Once considered a ‘fringe’ environmental idea, the rights of nature is now fast becoming mainstream, as countries including Ecuador, Bolivia, Colombia, Panama, Mexico, the USA, Canada, Spain, Uganda, India, Bangladesh, Aotearoa New Zealand and Australia recognise nature as a legal subject or living entity in law. In some jurisdictions, these rights apply to nature as a whole, but there is a growing movement centred on the rights of rivers as unique and identifiable natural entities. However, as the legal status of rivers changes, the question now becomes: what happens next? Although most litigation on the rights of nature has focused on whether the rights exist, there is growing case law on what the rights include and how they can be enforced, especially in jurisdictions such as Ecuador, where nature has had rights since 2008. In the case of rivers, this is further complicated by the intersection (or lack thereof) between the new legal rights and the existing water laws. Although many rivers are now recognised as legal persons and/or living entities, none of them has any legal rights to the water flowing between their banks, nor do any (as yet) play substantive roles in water management. The novelty of the ‘river persons’ has left courts unclear on how the substantive nature of these rights can be enforced, and the legislature has been content to create such rights in enduring and explicit isolation from water laws. For the ‘rights of rivers’ movement to achieve its transformative potential, attention must now be given to the challenge of ensuring these new rights can have force and effect.
About the Speaker:
Dr. Erin O’Donnell is a Senior Research Fellow and Senior Lecturer at the University of Melbourne Law School. Erin is a water law and policy expert, and she is recognized internationally for her research into the ground-breaking new field of legal rights for rivers. Her work explores the challenges and opportunities these new rights create for protecting the multiple social, cultural and natural values of rivers. Her work is informed by comparative analysis across Australia, Aotearoa New Zealand, the USA, Bangladesh, India, Colombia, and Chile.

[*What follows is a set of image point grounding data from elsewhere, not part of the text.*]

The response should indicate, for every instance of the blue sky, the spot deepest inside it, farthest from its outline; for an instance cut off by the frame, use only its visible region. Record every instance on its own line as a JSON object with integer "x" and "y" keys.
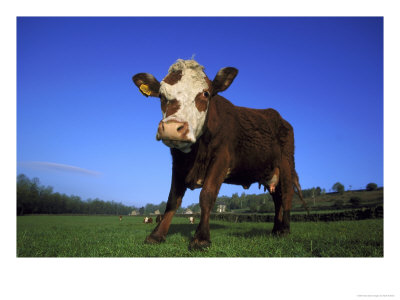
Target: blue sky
{"x": 84, "y": 128}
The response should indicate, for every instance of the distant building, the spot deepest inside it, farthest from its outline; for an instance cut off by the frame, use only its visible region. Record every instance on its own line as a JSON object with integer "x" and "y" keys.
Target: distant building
{"x": 221, "y": 208}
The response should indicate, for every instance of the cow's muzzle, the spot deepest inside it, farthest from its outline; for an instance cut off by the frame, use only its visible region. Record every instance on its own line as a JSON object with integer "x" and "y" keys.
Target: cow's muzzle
{"x": 173, "y": 130}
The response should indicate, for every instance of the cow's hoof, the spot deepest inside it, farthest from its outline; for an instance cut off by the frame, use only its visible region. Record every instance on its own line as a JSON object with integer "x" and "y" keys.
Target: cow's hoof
{"x": 151, "y": 239}
{"x": 196, "y": 244}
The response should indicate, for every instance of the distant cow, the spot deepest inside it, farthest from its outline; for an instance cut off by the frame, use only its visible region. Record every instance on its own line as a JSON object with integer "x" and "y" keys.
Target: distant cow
{"x": 213, "y": 141}
{"x": 148, "y": 220}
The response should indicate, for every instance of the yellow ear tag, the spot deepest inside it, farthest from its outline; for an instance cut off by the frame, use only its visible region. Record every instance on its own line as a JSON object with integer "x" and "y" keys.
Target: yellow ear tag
{"x": 144, "y": 88}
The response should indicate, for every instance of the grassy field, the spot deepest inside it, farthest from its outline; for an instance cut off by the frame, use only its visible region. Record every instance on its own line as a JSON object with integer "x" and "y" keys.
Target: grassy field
{"x": 106, "y": 236}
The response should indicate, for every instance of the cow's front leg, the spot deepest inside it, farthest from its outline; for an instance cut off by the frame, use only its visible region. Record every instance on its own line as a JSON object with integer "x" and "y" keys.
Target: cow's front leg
{"x": 208, "y": 195}
{"x": 174, "y": 202}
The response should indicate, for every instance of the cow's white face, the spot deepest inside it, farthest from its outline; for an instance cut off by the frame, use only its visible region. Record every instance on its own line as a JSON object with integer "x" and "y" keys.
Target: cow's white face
{"x": 185, "y": 94}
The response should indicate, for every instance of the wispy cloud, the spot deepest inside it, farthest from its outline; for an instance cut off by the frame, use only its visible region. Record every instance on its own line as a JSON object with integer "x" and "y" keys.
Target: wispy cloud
{"x": 57, "y": 167}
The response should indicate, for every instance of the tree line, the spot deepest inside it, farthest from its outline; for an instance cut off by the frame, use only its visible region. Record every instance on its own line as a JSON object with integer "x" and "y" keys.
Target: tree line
{"x": 34, "y": 198}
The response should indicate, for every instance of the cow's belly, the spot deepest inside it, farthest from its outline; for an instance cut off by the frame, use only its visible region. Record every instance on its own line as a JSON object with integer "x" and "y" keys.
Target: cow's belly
{"x": 245, "y": 175}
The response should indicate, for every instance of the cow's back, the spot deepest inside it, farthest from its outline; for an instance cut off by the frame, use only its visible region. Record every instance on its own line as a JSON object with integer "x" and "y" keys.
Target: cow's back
{"x": 257, "y": 139}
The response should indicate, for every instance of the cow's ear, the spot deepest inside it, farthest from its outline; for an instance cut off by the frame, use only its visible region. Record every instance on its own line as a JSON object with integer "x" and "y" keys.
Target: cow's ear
{"x": 148, "y": 85}
{"x": 223, "y": 79}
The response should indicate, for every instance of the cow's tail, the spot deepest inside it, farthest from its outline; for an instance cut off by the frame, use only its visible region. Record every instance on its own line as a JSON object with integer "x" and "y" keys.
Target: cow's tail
{"x": 297, "y": 189}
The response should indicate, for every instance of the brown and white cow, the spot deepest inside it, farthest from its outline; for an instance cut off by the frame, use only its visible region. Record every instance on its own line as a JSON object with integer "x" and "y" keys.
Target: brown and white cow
{"x": 158, "y": 218}
{"x": 213, "y": 141}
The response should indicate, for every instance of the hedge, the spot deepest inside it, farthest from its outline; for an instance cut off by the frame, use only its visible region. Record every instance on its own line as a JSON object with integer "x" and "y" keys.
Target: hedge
{"x": 356, "y": 214}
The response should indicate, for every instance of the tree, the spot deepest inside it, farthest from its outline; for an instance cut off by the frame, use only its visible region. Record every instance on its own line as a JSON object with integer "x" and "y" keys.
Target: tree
{"x": 338, "y": 187}
{"x": 141, "y": 210}
{"x": 355, "y": 201}
{"x": 371, "y": 186}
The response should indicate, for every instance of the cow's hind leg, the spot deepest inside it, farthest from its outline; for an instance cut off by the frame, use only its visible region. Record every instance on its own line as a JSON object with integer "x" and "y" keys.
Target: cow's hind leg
{"x": 286, "y": 191}
{"x": 174, "y": 202}
{"x": 208, "y": 196}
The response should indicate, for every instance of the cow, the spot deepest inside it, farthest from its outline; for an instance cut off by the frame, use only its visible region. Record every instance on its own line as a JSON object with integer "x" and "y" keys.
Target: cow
{"x": 213, "y": 141}
{"x": 158, "y": 218}
{"x": 148, "y": 220}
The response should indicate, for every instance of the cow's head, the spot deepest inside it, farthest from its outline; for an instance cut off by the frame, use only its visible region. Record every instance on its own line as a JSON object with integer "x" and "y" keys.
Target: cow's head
{"x": 185, "y": 94}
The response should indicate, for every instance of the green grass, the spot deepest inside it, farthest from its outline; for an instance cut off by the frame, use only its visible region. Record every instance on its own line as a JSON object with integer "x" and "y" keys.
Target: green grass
{"x": 106, "y": 236}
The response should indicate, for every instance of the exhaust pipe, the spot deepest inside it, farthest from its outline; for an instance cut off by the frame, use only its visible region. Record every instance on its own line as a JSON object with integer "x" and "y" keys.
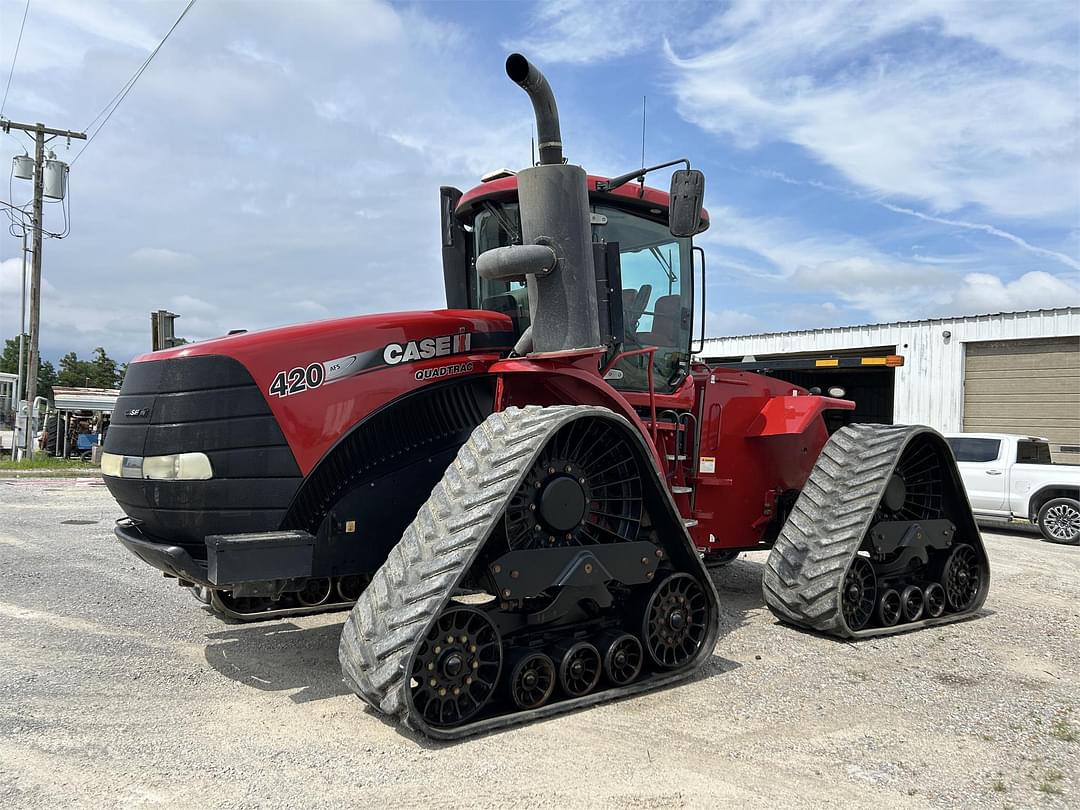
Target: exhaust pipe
{"x": 555, "y": 257}
{"x": 526, "y": 76}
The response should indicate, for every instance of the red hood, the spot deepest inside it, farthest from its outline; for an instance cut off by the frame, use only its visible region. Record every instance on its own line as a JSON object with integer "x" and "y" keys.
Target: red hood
{"x": 367, "y": 361}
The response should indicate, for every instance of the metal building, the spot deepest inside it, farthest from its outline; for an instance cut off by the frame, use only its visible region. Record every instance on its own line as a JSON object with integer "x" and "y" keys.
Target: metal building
{"x": 1003, "y": 373}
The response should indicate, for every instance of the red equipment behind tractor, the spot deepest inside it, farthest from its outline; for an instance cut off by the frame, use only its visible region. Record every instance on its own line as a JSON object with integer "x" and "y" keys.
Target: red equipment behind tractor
{"x": 518, "y": 496}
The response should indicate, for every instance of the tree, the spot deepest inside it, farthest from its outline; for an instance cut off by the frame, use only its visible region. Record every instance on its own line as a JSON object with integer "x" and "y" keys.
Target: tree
{"x": 100, "y": 372}
{"x": 9, "y": 363}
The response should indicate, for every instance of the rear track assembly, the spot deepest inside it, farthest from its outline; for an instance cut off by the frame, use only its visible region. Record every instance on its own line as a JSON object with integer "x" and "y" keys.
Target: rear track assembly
{"x": 881, "y": 539}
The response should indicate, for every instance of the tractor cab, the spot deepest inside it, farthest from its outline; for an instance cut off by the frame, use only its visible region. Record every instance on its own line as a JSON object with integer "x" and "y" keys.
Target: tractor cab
{"x": 657, "y": 270}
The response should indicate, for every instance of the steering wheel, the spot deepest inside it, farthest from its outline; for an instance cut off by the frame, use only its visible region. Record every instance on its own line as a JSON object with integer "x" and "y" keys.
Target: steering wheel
{"x": 637, "y": 307}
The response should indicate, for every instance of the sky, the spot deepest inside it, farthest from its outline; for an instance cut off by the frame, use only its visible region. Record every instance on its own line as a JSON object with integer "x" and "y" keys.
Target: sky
{"x": 280, "y": 162}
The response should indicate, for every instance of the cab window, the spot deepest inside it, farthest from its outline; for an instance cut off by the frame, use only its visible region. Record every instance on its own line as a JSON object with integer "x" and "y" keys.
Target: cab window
{"x": 656, "y": 283}
{"x": 656, "y": 307}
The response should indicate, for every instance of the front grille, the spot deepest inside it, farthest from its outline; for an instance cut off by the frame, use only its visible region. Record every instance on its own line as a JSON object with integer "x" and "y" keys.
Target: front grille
{"x": 205, "y": 404}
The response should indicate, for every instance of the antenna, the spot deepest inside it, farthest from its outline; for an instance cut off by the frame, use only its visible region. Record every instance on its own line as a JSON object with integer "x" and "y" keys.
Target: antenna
{"x": 642, "y": 178}
{"x": 643, "y": 132}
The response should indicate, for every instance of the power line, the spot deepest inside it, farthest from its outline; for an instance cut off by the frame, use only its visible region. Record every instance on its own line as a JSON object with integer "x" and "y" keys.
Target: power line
{"x": 126, "y": 88}
{"x": 13, "y": 58}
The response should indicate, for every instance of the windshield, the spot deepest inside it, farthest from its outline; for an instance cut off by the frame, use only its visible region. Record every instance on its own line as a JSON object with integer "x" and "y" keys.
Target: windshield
{"x": 656, "y": 288}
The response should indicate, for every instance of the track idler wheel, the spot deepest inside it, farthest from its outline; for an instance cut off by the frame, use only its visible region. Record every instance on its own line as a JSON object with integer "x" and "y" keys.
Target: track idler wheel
{"x": 456, "y": 670}
{"x": 623, "y": 659}
{"x": 315, "y": 591}
{"x": 579, "y": 670}
{"x": 962, "y": 578}
{"x": 675, "y": 620}
{"x": 860, "y": 590}
{"x": 913, "y": 602}
{"x": 890, "y": 608}
{"x": 933, "y": 597}
{"x": 531, "y": 680}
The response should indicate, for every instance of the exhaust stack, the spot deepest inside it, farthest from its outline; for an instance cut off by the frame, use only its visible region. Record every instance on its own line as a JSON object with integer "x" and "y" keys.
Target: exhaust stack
{"x": 555, "y": 256}
{"x": 525, "y": 75}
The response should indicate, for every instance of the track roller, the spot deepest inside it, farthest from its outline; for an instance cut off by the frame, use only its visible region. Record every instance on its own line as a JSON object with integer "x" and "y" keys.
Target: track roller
{"x": 890, "y": 608}
{"x": 675, "y": 620}
{"x": 912, "y": 601}
{"x": 457, "y": 666}
{"x": 882, "y": 510}
{"x": 579, "y": 669}
{"x": 962, "y": 578}
{"x": 531, "y": 679}
{"x": 622, "y": 658}
{"x": 315, "y": 592}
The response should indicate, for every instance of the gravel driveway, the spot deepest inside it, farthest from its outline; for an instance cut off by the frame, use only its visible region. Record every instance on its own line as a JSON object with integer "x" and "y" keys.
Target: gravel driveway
{"x": 118, "y": 688}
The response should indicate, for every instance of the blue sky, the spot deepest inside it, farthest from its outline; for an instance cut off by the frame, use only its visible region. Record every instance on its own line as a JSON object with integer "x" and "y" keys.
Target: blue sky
{"x": 280, "y": 162}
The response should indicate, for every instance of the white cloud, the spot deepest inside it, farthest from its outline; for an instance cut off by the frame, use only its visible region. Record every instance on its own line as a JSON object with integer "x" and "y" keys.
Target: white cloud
{"x": 1037, "y": 289}
{"x": 954, "y": 104}
{"x": 580, "y": 31}
{"x": 779, "y": 258}
{"x": 162, "y": 258}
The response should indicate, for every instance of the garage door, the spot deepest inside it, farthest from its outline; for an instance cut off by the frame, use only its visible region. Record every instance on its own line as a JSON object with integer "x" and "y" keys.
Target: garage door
{"x": 1026, "y": 387}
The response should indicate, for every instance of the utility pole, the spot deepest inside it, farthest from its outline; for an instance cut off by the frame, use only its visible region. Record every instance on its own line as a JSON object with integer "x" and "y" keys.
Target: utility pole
{"x": 39, "y": 131}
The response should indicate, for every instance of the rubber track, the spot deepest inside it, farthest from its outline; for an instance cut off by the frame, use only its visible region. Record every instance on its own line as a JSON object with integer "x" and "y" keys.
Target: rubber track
{"x": 413, "y": 586}
{"x": 805, "y": 571}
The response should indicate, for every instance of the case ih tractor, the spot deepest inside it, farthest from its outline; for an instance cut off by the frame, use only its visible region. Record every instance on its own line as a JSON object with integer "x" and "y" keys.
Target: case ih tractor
{"x": 518, "y": 497}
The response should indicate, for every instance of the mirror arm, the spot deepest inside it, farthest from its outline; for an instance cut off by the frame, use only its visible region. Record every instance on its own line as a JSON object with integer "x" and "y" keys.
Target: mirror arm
{"x": 637, "y": 174}
{"x": 701, "y": 347}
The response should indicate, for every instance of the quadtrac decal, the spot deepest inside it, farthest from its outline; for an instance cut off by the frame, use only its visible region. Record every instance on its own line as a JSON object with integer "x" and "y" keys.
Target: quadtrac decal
{"x": 305, "y": 378}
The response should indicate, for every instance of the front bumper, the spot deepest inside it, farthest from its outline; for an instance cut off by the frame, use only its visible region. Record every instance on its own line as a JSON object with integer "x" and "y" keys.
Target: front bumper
{"x": 173, "y": 559}
{"x": 270, "y": 558}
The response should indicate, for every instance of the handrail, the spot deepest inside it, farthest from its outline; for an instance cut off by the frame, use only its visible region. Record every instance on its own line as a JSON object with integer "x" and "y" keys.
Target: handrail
{"x": 651, "y": 351}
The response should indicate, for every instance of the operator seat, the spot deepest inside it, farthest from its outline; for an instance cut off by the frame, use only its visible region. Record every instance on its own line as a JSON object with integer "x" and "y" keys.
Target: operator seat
{"x": 665, "y": 322}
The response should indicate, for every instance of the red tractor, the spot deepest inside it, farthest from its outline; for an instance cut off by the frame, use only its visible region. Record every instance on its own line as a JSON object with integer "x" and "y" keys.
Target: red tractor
{"x": 518, "y": 496}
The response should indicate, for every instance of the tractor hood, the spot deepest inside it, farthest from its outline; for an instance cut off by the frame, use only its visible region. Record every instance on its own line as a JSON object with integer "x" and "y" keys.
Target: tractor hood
{"x": 315, "y": 379}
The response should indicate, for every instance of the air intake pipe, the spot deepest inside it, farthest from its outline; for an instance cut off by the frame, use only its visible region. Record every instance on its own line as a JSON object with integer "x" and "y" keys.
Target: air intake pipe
{"x": 555, "y": 256}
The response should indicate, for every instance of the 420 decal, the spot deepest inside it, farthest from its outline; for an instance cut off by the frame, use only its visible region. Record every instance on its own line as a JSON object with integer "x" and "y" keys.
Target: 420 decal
{"x": 297, "y": 379}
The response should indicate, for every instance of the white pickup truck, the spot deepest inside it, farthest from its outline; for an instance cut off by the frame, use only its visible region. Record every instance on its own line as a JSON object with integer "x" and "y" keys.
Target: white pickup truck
{"x": 1009, "y": 476}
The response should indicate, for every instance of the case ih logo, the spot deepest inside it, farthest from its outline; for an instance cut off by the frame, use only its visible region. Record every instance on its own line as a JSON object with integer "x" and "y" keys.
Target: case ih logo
{"x": 427, "y": 349}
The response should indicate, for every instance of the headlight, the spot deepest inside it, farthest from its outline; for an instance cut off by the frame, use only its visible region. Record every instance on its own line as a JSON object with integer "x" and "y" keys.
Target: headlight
{"x": 176, "y": 467}
{"x": 111, "y": 463}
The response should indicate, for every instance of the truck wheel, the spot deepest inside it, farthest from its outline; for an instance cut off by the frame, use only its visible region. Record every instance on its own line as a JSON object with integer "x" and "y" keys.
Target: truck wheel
{"x": 1060, "y": 521}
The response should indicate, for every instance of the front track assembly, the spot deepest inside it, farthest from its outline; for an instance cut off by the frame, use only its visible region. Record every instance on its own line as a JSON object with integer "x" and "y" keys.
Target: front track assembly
{"x": 549, "y": 570}
{"x": 881, "y": 538}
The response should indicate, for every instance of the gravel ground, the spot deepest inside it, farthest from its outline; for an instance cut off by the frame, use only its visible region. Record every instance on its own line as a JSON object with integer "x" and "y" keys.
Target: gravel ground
{"x": 118, "y": 688}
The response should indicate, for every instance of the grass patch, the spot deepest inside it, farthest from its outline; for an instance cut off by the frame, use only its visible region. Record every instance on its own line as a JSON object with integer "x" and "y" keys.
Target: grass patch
{"x": 1051, "y": 782}
{"x": 44, "y": 462}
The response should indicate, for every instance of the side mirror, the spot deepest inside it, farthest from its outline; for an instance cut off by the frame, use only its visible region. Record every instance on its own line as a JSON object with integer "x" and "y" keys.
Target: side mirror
{"x": 687, "y": 198}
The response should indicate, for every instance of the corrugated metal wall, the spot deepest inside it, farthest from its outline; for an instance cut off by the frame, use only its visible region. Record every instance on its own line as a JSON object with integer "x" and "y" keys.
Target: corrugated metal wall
{"x": 929, "y": 387}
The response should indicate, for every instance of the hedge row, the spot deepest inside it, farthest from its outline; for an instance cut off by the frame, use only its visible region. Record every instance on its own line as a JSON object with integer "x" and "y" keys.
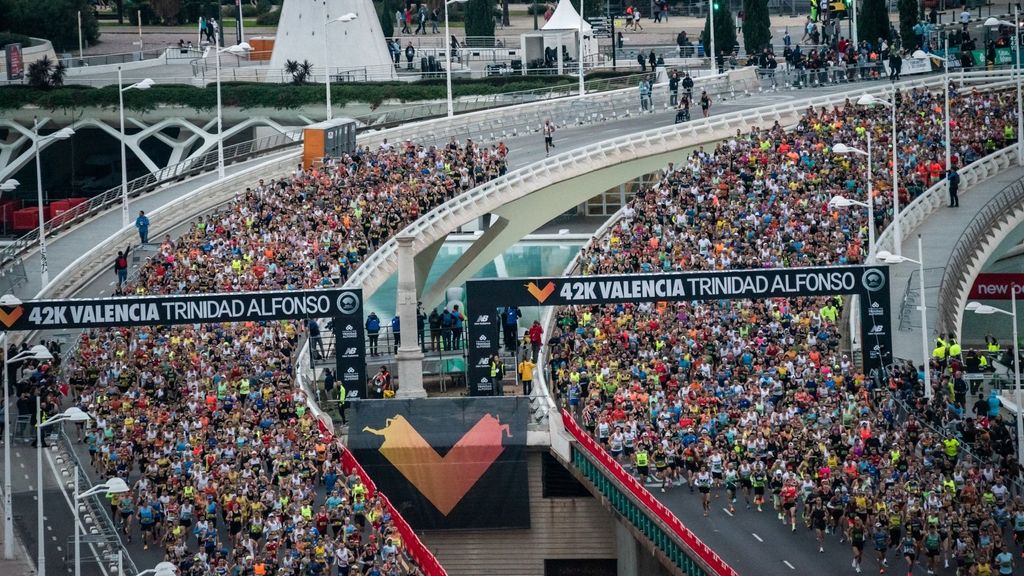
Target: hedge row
{"x": 279, "y": 96}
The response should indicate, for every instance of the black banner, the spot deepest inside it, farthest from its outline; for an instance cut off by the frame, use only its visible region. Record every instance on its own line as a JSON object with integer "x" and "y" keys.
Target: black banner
{"x": 869, "y": 282}
{"x": 185, "y": 309}
{"x": 482, "y": 343}
{"x": 446, "y": 463}
{"x": 350, "y": 355}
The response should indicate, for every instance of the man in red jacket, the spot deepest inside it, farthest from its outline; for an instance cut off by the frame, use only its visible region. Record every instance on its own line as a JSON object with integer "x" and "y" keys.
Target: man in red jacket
{"x": 536, "y": 333}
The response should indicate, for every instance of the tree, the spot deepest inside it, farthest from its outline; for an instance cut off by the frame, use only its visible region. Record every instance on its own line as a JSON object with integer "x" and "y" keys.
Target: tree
{"x": 908, "y": 15}
{"x": 55, "y": 21}
{"x": 725, "y": 30}
{"x": 479, "y": 17}
{"x": 757, "y": 26}
{"x": 872, "y": 21}
{"x": 300, "y": 72}
{"x": 46, "y": 74}
{"x": 167, "y": 10}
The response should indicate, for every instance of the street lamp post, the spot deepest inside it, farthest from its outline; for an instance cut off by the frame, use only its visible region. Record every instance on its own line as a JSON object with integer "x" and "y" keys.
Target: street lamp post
{"x": 38, "y": 352}
{"x": 868, "y": 99}
{"x": 583, "y": 88}
{"x": 888, "y": 258}
{"x": 236, "y": 49}
{"x": 711, "y": 28}
{"x": 143, "y": 85}
{"x": 448, "y": 52}
{"x": 112, "y": 486}
{"x": 327, "y": 69}
{"x": 841, "y": 202}
{"x": 979, "y": 307}
{"x": 921, "y": 54}
{"x": 62, "y": 133}
{"x": 992, "y": 22}
{"x": 73, "y": 414}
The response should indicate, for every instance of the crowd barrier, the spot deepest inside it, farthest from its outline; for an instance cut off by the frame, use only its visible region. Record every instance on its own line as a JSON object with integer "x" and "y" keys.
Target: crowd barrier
{"x": 412, "y": 543}
{"x": 707, "y": 556}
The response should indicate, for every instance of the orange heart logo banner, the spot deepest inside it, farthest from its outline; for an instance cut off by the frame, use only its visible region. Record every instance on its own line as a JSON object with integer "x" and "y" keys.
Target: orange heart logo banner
{"x": 541, "y": 293}
{"x": 443, "y": 481}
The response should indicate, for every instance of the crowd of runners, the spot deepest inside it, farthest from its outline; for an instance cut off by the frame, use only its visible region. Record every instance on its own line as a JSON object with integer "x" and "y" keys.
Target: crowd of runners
{"x": 753, "y": 403}
{"x": 229, "y": 471}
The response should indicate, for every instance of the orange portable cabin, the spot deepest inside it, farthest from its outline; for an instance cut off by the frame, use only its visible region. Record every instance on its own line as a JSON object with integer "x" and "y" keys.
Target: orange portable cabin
{"x": 328, "y": 138}
{"x": 262, "y": 48}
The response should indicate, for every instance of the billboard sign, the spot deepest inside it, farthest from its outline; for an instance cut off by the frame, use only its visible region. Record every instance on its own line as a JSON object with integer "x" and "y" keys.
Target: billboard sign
{"x": 443, "y": 461}
{"x": 871, "y": 283}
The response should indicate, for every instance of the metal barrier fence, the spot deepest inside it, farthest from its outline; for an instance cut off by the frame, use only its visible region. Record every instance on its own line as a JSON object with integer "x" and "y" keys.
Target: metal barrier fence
{"x": 100, "y": 203}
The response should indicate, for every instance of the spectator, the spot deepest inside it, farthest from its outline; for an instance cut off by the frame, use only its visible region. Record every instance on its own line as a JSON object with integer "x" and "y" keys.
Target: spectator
{"x": 373, "y": 332}
{"x": 142, "y": 224}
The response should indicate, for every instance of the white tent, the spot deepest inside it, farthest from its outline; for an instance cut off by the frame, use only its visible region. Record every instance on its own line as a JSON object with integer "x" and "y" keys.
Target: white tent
{"x": 561, "y": 30}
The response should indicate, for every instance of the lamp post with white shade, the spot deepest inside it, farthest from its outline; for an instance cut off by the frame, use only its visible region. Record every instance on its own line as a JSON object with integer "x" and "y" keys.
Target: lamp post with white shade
{"x": 978, "y": 307}
{"x": 141, "y": 85}
{"x": 448, "y": 55}
{"x": 73, "y": 414}
{"x": 921, "y": 54}
{"x": 868, "y": 99}
{"x": 61, "y": 134}
{"x": 841, "y": 202}
{"x": 112, "y": 486}
{"x": 37, "y": 352}
{"x": 888, "y": 258}
{"x": 994, "y": 23}
{"x": 327, "y": 69}
{"x": 236, "y": 49}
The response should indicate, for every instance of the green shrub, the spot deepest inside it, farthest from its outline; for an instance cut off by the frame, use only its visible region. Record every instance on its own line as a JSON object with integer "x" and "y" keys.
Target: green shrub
{"x": 269, "y": 18}
{"x": 11, "y": 38}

She has also worked for the World Bank, examining water markets and their role in water security and sustainable development. Since 2018, Erin has been a member of the Birrarung Council, the voice of the Yarra River in Melbourne. Erin works in partnership with Traditional Owners across Australia on a range of projects and in 2023, Erin will commence an ARC-funded research fellowship to explore the opportunity of treaty to address aqua nullius, increase Traditional Owner power and resources in water, and create more sustainable and legitimate settler state water laws.